The Regnenses tribe occupied East Sussex, West Sussex and parts of Surrey and Hampshire. They were an amalgamation of Belgic peoples gathered together under the client king Cogidubnus by the Romans. The Kingdom did not exist prior to Roman rule. Their capital was Noviomagus Reginorum, known today as Chichester in modern West Sussex. After the future Emperor Vespasian had subdued the southwest of England, Cogidubnus, chief of the Regneses tribe, was set up to rule several territories as a vassal king of Rome.

The Silures

Hill fort

Hillfort

The Silures, a powerful and warlike tribe of Southeast Wales occupied the north shore of the Bristol Channel, in what is now known as Glamorgan and Monmouthshire.
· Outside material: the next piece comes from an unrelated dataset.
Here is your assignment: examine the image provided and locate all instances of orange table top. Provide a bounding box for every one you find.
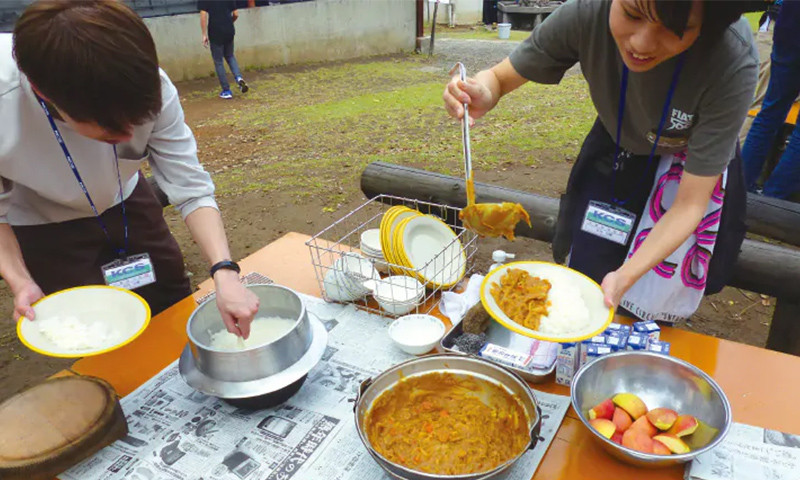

Their neighbours to the north were the Ordovices of Central Wales, while to the east lay the Dobunni.

The Silures name in Latin means 'the people of the rocks', reflecting to the mountainous region which they inhabited. The Silures were noted for their particularly dark complexions and black curly hair. On account of their appearance, the Roman historian Tacitus thought that they may have crossed over from Spain at an earlier date:-

"... the swarthy faces of the Silures, the curly quality, in general, of their hair, and the position of Spain opposite their shores, attest to the passage of Iberians in old days and the occupation by them of these districts."

The Silures were identical with the small, dark, long-headed Basque-speaking people found in the western Pyrenees, who were a fragment of the Iberians. Tacitus talks of the Silures' "natural ferocity "... but neither severity nor clemency converted the Silurian tribe, which continued the struggle and had to be repressed by the establishment of a legionary camp." Led by Caratacus, King of the Catuvellauni, they fought the Romans fiercely from about 48 AD. A Roman legionary fortress was established first at Glevum (Gloucester) and later at Isca (Caerleon), and by 78 the Silures were overcome by Sextus Julius Frontinus (73/74-77).

Although the most obvious physical remains of the Silures are hillforts such as those at the Silure capitol at Llanmelin and at Sudbrook, there is also archaeological evidence of roundhouses at Gwehelog, Thornwell (Chepstow) and in other locations, and evidence of lowland occupation exists at Goldcliff. The Romans forcibly transferred the inhabitants of Llanmelin about a mile to the south to a new town, established in the rectangular Roman pattern. Known as Venta Silurum (Caerwent, southwest of Chepstow, Monmouthshire). The settlement's massive Roman walls survive, and excavations have revealed a basilica, baths, and an amphitheatre.

The Trinovantes

The Trinovantes occupied the area now known as Essex. Their capital may have been at Colchester (Camulodunum). They used coins, cremated their dead, ate from plates and drank from cups. The Trinovantes were the first of the British Celtic tribes to be mentioned by a Roman author, appearing in Caesar's account of his invasion of 54 BC. By this date, they seem to have been already involved in a power struggle with the neighbouring tribes to the west who were to be forged into the kingdom of the Catuvellauni under Tasciovanus.

King Cunobelinus essentially absorbed the two tribes into one larger kingdom and he or his predecessors, established Colchester is a new royal site on the same model as St Albans. It was Colchester, that became the target for the Roman Emperor Claudius' invasion in AD43. After the Roman Conquest, the Trinovantes were restored as a tribal entity in the form of a civitas (an administrative unit or county) within the new Roman Province. The capital of the civitas was the Roman city of Colchester, which was originally founded as a colony for retired Roman soldiers.